The group is unfazed by warnings from leadership that such demands will quickly be disregarded by the Senate and the White House. They see the fight within the Republican Conference as only the first hurdle of many.
And the argument that holding firm on defunding Obamacare could lead to Republicans being blamed for a government shutdown doesn’t sway them. They argue they will never get anything accomplished if they don’t start with the negotiations by asking for everything they want, not just what they can get.
Mulvaney thinks ignoring the Senate is the best approach. He points to the student loan legislation — which the White House threatened to veto before it even passed the House — and the “no budget, no pay” deal, which ultimately was signed into law as part of the last debt ceiling hike.
“The House is strongest when it passes good conservative legislation,” Mulvaney said. “That is what puts us in the best negotiating position with the Senate. We are extraordinarily weak and ultimately we fail when we try to anticipate.”
And they’re getting encouragement from outside. Groups like Heritage Action and ForAmerica are pushing conservatives to back proposals to defund Obamacare.
“Conservatives, be they elected, activists, or voters, see this as the best last chance we have to stop Obamacare before it cements its place in history and wreaks havoc on our health care system and the economy,” said conservative strategist Greg Mueller. “And, it’s not as hard as some GOPers and the media are making it out to be. It is more hysterics. All the House needs to do is pass CR that funds everything except Obamacare, then toss it to the Senate and let Obama and the Senate Dems, including Red State Dems up for reelection, either not fund the government over it or agree to vote to defund, which essentially delays Obamacare implementation for another year.”

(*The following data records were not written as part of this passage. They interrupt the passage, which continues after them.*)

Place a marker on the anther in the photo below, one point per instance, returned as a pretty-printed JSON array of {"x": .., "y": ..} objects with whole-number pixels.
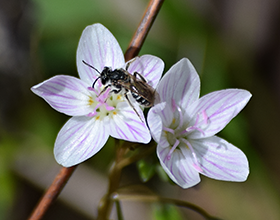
[
  {"x": 196, "y": 163},
  {"x": 172, "y": 149}
]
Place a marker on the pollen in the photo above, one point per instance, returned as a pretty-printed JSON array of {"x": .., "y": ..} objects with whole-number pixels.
[{"x": 90, "y": 101}]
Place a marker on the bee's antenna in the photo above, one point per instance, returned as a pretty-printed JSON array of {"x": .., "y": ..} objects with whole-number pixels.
[{"x": 91, "y": 67}]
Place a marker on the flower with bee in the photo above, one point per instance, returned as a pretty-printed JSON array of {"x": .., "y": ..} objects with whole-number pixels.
[{"x": 102, "y": 110}]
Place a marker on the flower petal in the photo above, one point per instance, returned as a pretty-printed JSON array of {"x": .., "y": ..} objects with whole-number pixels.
[
  {"x": 221, "y": 160},
  {"x": 216, "y": 109},
  {"x": 127, "y": 125},
  {"x": 181, "y": 84},
  {"x": 78, "y": 140},
  {"x": 179, "y": 167},
  {"x": 65, "y": 94},
  {"x": 151, "y": 67},
  {"x": 154, "y": 120},
  {"x": 99, "y": 48}
]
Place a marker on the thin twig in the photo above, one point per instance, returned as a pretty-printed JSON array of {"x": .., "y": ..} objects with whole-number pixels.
[
  {"x": 143, "y": 29},
  {"x": 52, "y": 192}
]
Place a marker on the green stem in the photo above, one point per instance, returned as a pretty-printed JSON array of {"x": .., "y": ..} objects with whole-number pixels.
[{"x": 155, "y": 198}]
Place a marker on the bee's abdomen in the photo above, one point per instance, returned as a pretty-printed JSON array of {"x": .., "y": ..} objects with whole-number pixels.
[{"x": 140, "y": 99}]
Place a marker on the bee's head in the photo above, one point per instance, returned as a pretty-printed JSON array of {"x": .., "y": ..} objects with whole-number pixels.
[{"x": 105, "y": 75}]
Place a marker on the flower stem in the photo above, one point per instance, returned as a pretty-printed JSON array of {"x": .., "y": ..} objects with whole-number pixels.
[
  {"x": 155, "y": 198},
  {"x": 133, "y": 49},
  {"x": 52, "y": 192},
  {"x": 143, "y": 29}
]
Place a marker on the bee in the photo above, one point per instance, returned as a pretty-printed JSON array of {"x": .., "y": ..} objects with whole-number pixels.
[{"x": 120, "y": 79}]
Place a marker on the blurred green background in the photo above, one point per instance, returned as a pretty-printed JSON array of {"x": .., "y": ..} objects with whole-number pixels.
[{"x": 232, "y": 44}]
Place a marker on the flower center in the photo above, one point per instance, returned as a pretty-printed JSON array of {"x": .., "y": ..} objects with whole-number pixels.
[
  {"x": 178, "y": 131},
  {"x": 104, "y": 104}
]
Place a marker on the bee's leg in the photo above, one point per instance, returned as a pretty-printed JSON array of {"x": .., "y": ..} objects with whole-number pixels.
[
  {"x": 131, "y": 61},
  {"x": 125, "y": 94},
  {"x": 103, "y": 90},
  {"x": 140, "y": 76}
]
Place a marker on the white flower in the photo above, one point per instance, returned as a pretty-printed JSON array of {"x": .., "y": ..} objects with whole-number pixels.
[
  {"x": 184, "y": 126},
  {"x": 95, "y": 116}
]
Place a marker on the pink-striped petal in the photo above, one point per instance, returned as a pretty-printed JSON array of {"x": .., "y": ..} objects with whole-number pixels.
[
  {"x": 179, "y": 167},
  {"x": 99, "y": 48},
  {"x": 151, "y": 67},
  {"x": 216, "y": 109},
  {"x": 180, "y": 84},
  {"x": 65, "y": 94},
  {"x": 78, "y": 140},
  {"x": 221, "y": 160},
  {"x": 126, "y": 125},
  {"x": 154, "y": 120}
]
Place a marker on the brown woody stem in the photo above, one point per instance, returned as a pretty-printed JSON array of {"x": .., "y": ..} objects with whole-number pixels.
[{"x": 52, "y": 193}]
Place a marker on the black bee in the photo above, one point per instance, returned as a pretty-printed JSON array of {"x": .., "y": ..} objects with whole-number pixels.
[{"x": 120, "y": 79}]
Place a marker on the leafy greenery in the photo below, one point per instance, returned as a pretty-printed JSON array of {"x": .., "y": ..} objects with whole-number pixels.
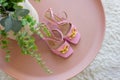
[{"x": 14, "y": 18}]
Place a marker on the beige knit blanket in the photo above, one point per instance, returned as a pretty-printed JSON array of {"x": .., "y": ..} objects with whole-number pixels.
[{"x": 106, "y": 66}]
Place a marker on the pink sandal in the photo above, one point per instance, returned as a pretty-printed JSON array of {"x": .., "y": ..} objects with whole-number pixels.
[
  {"x": 69, "y": 31},
  {"x": 57, "y": 45}
]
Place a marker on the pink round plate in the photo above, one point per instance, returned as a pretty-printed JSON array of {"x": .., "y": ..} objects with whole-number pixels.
[{"x": 88, "y": 16}]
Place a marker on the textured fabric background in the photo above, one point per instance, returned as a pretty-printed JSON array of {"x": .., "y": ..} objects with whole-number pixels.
[{"x": 106, "y": 66}]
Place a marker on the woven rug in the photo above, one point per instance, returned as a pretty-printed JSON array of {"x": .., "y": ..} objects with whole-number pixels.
[{"x": 106, "y": 66}]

And while many conservatives are trying to prep for the fight, others see the impending battle as something to be avoided.
Schweikert is trying to prevent a confrontation by taking a different approach to the CR and debt ceiling. He is working the phones during recess to try to sell conservative members on a proposal in which the House would pass an omnibus spending bill, rolling up all the spending bills that have yet to pass the House. It would be a one-year fix, as opposed to a short-term CR.
The process would allow for amendments, Schweikert said, allowing all members to stick to their campaign promises like voting to defund Obamacare.
As for the debt ceiling, Schweikert wants to allow for alternatives, like exempting interest payments from the debt ceiling, instead of just raising the cap. Conservatives who have sworn not to vote for raising the debt ceiling wouldn’t be forced to back down on their word, he said.
“It’s good policy and it’s good politics and helps move away from fracturing the conference,” Schweikert said.